Paul Buchanan
Mid Air
[Newsroom Records
2012]

www.paulbuchanan.com


File Under: fragments of a rainy season

di Gianfranco Callieri (10/07/2012)

C'è un'arte, segreta, elusiva e riposta, che non saprei come chiamare se non dei dischi fatti - diciamo così - senza altro traguardo al di là dell'intenzione di fissare un'impressione, catturare un momento. Lo scozzese Paul Buchanan, alla guida dei suoi Blue Nile e, oggi, in questo debutto solista significativamente intitolato Mid Air, "a mezz'aria", di questa arte è uno dei poeti più autorevoli: lo è stato con le dense, opache trame synth-pop del vecchio gruppo (quattro dischi in vent'anni e un seguito di culto germinato in Rickie Lee Jones, che li volle con sé per il tour di Flying Cowboys, come nel nostrano Zucchero) e lo è oggi più che mai con un nuovo album composto di quattordici canzoni, ma sarebbe meglio dire "embrioni", fatte soltanto di voce, pianoforte e qualche accenno di samples - archi e trombe soprattutto - del tutto sprovvisti di arrangiamento che ricordano la sofferta nudità di Nick Drake e il John Cale più solitario e introverso.

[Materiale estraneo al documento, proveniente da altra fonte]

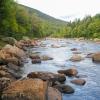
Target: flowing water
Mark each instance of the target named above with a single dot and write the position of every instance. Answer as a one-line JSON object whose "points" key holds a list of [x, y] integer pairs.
{"points": [[91, 90]]}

Non troverete, tra le pieghe di Mid Air, la forza eversiva dei lavori dei Blue Nile, la qualità pittorica di brani dove l'assenza di enfasi e chitarre finiva per circoscrivere un inconfondibile panorama notturno di silenzi e sospiri elettronici (cruciale tanto per i Talk Talk più sperimentali, quelli cioè di Spirit Of Eden e Laughing Stock, quanto per la fase centrale dei Radiohead e gli sviluppi del primo post-rock). Inalterata, tuttavia, è l'eleganza del sussurro, l'arco di sfumature affidate a respiri sempre più flebili, la fragilità eroica di uno spirito alla ricerca di risonanze interiori sintonizzate sulla struggente lunghezza d'onda del minimalismo mistico di un Erik Satie (ma si potrebbero citare anche le melodie galleggianti sull'acqua di un Claude Debussy o le "composizioni per orchestra senza musica" di Maurice Ravel). Ascoltando il susseguirsi di malinconie che attraversa senza sosta il lirismo impossibile di My True Country o i plumbei fraseggi pianistici di Newsroom e Cars In The Garden, il jazz raggelato di I Remember You o la delicatissima intrusione strumentale di Fin De Siècle, sembra di camminare sotto una pioggia quasi astratta di ricordi e sensazioni distanti. Più che a un disco, Mid Air assomiglia a una visione, a un incantesimo in cui il protagonista della title-track, sopraffatto dal desiderio di guardare per sempre la propria amata "volteggiare a mezz'aria", arriva alle conclusioni amare di After Dark ("Life goes by / And you learn / How to watch / Your bridges burn") nello spazio di uno sguardo, di un bacio sepolto nella memoria, di un sorriso sbiadito o di un cappotto spiegazzato.

Era impensabile, visti i precedenti, che Buchanan approdasse a qualcosa di diverso da Mid Air, uno di quei rari album talmente basati sull'immaginario, e sull'immaginazione, da richiedere all'ascoltatore lo sforzo di riempire tutte le pause e le parentesi vuote: come se ci trovassimo di fronte alla colonna sonora di un film muto, in attesa del nostro spleen per sopperire alla vedovanza dalle immagini. Ma se mai avete avuto una notte storta, una vecchia giacca intrisa del profumo di una storia d'amore, un luogo dell'anima scolorito nelle pieghe dei pensieri, una bevuta necessaria a schiarirvi la mente o un vagabondaggio per le strade vuote della città, in bilico tra la realtà e il sogno, sappiate che nelle sinfonie impressioniste di Mid Air, con tutta la tristezza e la solennità discreta delle sinfonie, vi aspettano per un ultimo, imprescindibile rendez-vous.